There’s a larger problem here that we’ve alluded to in past stories, but that bears repeating in this context. Volkswagen cheated in a particularly egregious way and got caught doing it, but the hard truth is this: Long before VW acknowledged that it had cheated on US road tests, European publications were documented rampant deceit in both fuel economy and auto emissions.
This chart shows the difference between diesel emissions on paper and actual vehicle emissions.
This chart shows the gap between CO2 emissions. These results are the reason why European vehicles are often rated as being more efficient than their US counterparts, even when the exact same vehicle is sold on both sides of the Atlantic. European laws give manufacturers enormous amounts of leeway, allowing them to test vehicles at high-altitude sites with road surfaces so smooth, they alone impart a 3% fuel efficiency advantage. Companies are allowed to yank out sound systems, side mirrors, and all non-essential components; they can tape over panels and grills to improve wind resistance; they use low-resistance tires inflated with alternate gas blends; and they use different engine lubricants to improve efficiency.
The problem has only gotten worse in recent years. In 2001, vehicle scores were inflated by roughly 10%. They’re currently on track to hit 50%, which would make the EU’s official ratings about as useful for determining actual performance as a five year-old’s estimate of how many cookies he ate.

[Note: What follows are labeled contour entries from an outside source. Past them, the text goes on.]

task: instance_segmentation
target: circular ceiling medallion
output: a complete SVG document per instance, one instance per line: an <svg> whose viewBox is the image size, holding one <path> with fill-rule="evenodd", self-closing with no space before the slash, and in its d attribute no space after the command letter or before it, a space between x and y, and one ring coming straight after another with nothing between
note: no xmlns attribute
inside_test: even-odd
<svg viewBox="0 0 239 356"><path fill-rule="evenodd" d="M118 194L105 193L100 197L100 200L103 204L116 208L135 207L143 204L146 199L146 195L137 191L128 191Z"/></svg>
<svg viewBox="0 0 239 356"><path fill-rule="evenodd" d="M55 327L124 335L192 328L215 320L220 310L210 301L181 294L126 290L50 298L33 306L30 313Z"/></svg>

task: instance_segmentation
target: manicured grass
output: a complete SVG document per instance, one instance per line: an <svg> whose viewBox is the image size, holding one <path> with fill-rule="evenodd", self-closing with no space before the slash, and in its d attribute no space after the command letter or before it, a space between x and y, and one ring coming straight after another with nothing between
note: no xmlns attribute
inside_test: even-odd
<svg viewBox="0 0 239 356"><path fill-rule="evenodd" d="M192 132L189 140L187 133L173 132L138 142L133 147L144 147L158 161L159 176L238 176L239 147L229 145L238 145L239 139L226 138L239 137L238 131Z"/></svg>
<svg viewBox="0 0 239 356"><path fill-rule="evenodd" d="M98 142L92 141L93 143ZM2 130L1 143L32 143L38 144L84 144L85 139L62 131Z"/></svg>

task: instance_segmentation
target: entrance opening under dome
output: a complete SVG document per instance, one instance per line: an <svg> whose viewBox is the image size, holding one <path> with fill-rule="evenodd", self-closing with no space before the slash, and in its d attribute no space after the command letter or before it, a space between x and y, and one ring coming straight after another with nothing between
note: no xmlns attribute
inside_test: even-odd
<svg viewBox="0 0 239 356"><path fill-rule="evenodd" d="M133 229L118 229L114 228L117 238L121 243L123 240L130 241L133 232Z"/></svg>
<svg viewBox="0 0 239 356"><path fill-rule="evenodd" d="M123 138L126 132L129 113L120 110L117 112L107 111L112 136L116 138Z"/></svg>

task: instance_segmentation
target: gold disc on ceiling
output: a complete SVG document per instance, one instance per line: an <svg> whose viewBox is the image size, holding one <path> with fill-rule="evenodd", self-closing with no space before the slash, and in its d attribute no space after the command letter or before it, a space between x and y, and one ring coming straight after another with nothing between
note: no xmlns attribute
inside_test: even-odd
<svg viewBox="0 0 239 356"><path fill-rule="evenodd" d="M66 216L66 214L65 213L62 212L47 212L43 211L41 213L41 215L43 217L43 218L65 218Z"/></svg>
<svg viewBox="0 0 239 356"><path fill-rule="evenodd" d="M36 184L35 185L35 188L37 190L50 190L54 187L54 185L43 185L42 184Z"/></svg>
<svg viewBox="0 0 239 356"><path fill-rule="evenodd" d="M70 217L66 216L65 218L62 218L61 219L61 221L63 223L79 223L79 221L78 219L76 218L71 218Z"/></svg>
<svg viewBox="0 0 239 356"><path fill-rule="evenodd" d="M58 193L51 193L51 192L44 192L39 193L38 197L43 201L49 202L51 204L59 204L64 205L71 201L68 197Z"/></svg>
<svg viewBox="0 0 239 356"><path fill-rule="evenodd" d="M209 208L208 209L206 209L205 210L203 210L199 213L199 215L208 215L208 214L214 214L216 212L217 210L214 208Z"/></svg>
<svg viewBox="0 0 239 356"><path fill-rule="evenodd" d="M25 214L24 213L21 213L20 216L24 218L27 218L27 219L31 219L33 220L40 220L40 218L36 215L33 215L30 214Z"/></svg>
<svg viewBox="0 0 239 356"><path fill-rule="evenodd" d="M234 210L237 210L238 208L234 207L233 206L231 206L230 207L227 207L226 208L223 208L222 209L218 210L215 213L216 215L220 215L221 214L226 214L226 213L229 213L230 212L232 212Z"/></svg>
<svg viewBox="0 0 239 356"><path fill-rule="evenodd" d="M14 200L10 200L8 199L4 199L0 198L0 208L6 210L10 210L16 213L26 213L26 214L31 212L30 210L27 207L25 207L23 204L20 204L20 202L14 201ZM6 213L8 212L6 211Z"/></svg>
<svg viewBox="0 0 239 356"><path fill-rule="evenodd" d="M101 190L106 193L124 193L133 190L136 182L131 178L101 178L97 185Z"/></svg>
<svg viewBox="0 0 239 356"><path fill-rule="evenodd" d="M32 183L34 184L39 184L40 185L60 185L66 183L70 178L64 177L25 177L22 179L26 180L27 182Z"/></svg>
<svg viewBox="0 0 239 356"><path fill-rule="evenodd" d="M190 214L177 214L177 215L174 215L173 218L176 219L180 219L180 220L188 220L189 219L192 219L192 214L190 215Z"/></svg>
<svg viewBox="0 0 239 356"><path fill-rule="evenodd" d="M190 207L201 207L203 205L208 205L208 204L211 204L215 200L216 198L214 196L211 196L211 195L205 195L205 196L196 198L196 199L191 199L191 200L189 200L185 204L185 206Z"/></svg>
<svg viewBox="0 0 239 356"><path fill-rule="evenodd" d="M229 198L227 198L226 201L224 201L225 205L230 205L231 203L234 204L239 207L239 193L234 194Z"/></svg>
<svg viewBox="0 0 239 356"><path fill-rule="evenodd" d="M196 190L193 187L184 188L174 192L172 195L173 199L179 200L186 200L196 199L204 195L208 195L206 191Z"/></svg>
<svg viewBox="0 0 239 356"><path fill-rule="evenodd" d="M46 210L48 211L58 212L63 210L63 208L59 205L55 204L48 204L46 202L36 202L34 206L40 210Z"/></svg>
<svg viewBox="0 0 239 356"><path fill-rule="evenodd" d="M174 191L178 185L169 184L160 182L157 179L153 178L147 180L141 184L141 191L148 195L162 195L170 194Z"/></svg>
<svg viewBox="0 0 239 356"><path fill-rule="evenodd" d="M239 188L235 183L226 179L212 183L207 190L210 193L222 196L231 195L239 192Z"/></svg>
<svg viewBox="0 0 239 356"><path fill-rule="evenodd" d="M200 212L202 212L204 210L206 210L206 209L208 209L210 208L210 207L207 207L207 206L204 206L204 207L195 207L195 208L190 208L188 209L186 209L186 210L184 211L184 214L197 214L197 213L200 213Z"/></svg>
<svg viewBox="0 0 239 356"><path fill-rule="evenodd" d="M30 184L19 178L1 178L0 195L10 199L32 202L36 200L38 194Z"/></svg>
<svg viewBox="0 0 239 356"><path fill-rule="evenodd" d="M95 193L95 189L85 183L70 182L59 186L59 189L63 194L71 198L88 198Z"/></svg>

The US doesn’t show the same gap between claimed and actual results, but the gap that exists has still been increasing in recent years.
If regulators on both sides of the pond are serious about stopping this kind of cheating, the solution can’t stop with penalizing VW. Clean air regulations that don’t actually get enforced are worse than no regulation at all. The presence of regulation means people will assume those regulations are actually being met when in reality, they aren’t.